Ginger Chilli chutney - Inji Puli
Author: 
Recipe type: Main
Cuisine: Indian
Prep time: 
Cook time: 
Total time: 
Serves: 1 cup
 
Ingredients
  • Oil – 3 tbsp (preferably gingelly oil)
  • Mustard seeds – 1 tsp
  • Methi/fenugreek seeds – blended – 1 tsp
  • Urad – 1 tbsp
  • Curry leaves – 2 sprigs
  • Asafetida/hing – 2 tsp
  • Ginger – 2 cups, chopped finely (FINELY)
  • Green chilli – 1 cup, chopped finely
  • Turmeric powder – 1 tsp
  • Salt – 2 tbsp (change it as per your taste)
  • Tamarind extract – ½ lemon size soaked in ¾ cup of water
  • Powdered Jaggery - 1 tbsp
Instructions
  1. Wash, peel of the skin and chop ginger finely. Chop the green chilli finely without edges. Soak tamarind in ¾ cup of water and set aside.
  2. Take a pan with gingelly oil (3 tbsp., do not compromise) in medium heat, add some mustard seeds, wait you hear pop sound (cracks), and then add the urad dal, wait till it changes color to brown, add curry leaves and asafetida.
  3. Then add ginger and green chillies and fry till nicely browned. It will shrink. This might take around 10 minutes. Filter and add the tamarind water with required salt.

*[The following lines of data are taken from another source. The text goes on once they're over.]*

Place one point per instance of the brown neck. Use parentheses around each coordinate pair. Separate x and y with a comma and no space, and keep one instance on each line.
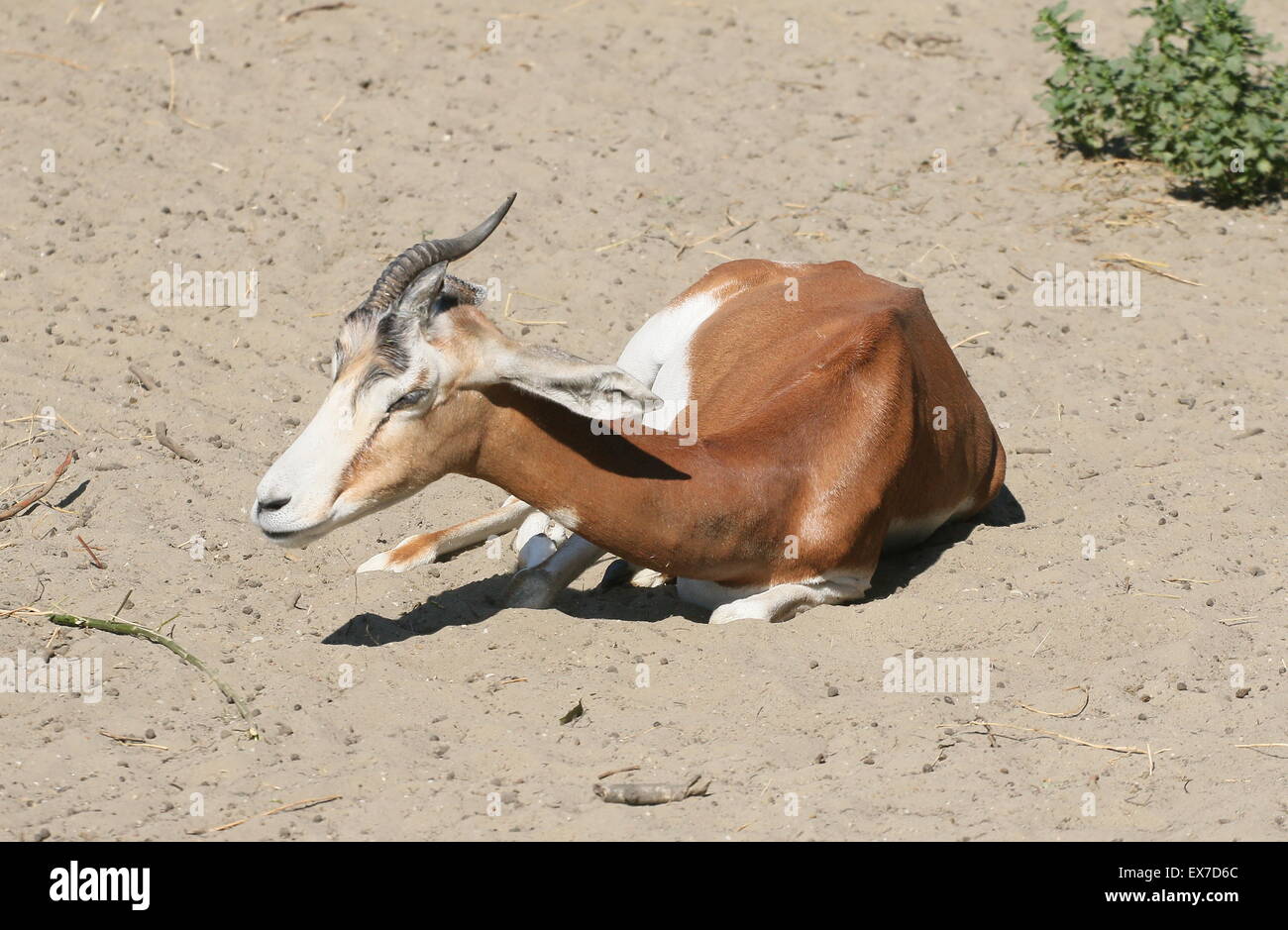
(604,485)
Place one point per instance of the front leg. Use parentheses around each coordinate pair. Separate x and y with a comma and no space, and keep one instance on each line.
(539,586)
(424,548)
(784,602)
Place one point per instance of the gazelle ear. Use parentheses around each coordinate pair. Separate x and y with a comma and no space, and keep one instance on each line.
(420,294)
(600,392)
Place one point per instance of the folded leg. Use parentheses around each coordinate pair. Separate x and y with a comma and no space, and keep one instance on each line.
(776,603)
(539,586)
(424,548)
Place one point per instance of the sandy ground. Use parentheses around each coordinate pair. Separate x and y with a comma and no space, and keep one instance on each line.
(454,711)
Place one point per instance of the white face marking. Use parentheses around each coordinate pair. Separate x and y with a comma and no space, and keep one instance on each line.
(308,474)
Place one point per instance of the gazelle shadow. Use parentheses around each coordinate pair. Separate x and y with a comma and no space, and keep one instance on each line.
(477,600)
(897,569)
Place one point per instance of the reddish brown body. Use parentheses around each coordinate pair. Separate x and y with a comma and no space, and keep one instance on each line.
(815,436)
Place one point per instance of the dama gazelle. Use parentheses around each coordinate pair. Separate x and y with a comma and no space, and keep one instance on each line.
(833,421)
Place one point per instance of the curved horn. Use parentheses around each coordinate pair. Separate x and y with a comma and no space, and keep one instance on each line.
(404,268)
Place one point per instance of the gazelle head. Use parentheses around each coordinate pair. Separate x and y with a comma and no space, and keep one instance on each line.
(404,406)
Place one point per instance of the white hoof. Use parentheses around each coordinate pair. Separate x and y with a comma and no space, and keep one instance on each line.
(531,587)
(724,615)
(536,550)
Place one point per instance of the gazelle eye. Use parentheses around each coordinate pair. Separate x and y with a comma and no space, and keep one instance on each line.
(408,399)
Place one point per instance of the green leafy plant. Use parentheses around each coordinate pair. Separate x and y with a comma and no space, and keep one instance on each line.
(1196,94)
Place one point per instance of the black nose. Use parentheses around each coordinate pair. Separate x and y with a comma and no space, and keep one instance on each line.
(275,504)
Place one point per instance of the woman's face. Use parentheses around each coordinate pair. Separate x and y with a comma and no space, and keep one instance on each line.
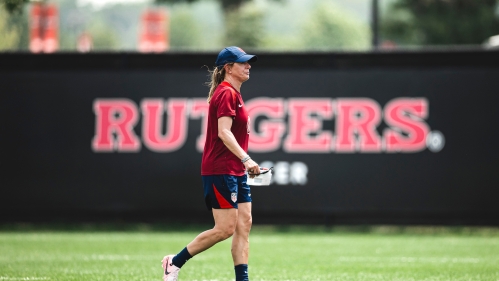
(240,71)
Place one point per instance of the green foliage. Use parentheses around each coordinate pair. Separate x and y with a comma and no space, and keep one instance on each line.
(13,6)
(439,22)
(104,37)
(184,29)
(9,35)
(227,5)
(329,27)
(282,254)
(244,27)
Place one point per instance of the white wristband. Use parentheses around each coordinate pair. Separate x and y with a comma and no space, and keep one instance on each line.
(246,158)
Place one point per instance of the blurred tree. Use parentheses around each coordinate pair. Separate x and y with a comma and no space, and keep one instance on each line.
(13,6)
(245,27)
(330,27)
(440,22)
(243,22)
(9,35)
(227,5)
(104,37)
(184,30)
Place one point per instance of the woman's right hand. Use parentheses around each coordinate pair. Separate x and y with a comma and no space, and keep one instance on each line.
(252,168)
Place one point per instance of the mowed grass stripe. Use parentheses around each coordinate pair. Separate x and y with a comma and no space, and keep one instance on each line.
(280,256)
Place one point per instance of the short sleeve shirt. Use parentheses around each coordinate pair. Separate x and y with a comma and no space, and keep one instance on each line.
(217,158)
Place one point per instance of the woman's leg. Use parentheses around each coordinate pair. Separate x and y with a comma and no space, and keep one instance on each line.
(225,226)
(240,239)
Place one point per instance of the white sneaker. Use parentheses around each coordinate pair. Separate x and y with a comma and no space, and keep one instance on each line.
(170,270)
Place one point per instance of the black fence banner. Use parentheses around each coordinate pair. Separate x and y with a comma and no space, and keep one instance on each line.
(398,137)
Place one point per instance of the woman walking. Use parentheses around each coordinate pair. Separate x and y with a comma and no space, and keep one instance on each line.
(224,165)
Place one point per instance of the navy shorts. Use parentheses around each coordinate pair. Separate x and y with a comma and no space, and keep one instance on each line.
(225,191)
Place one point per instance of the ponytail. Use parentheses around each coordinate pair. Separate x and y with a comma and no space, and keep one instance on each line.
(217,76)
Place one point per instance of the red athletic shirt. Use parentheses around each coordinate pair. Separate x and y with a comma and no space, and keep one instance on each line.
(217,158)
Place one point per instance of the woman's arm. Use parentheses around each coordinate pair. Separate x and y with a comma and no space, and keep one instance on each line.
(225,134)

  4. Allow it to boil for another 5 minutes till the raw smell leaves. Then lower the heat and let it get just mixed, sautéed, thicken and ooze out some oil.
  5. Add powdered jaggery, fenugreek powder and let it boil for another 2 minutes and switch off.
  6. Cool and store in a glass bottle for 2-3 weeks. Use clean spoon every time
Notes
1. DO not compromise on oil, it helps for storage and not spoil easily.
2. The ginger and green chilles need to be chopped finely.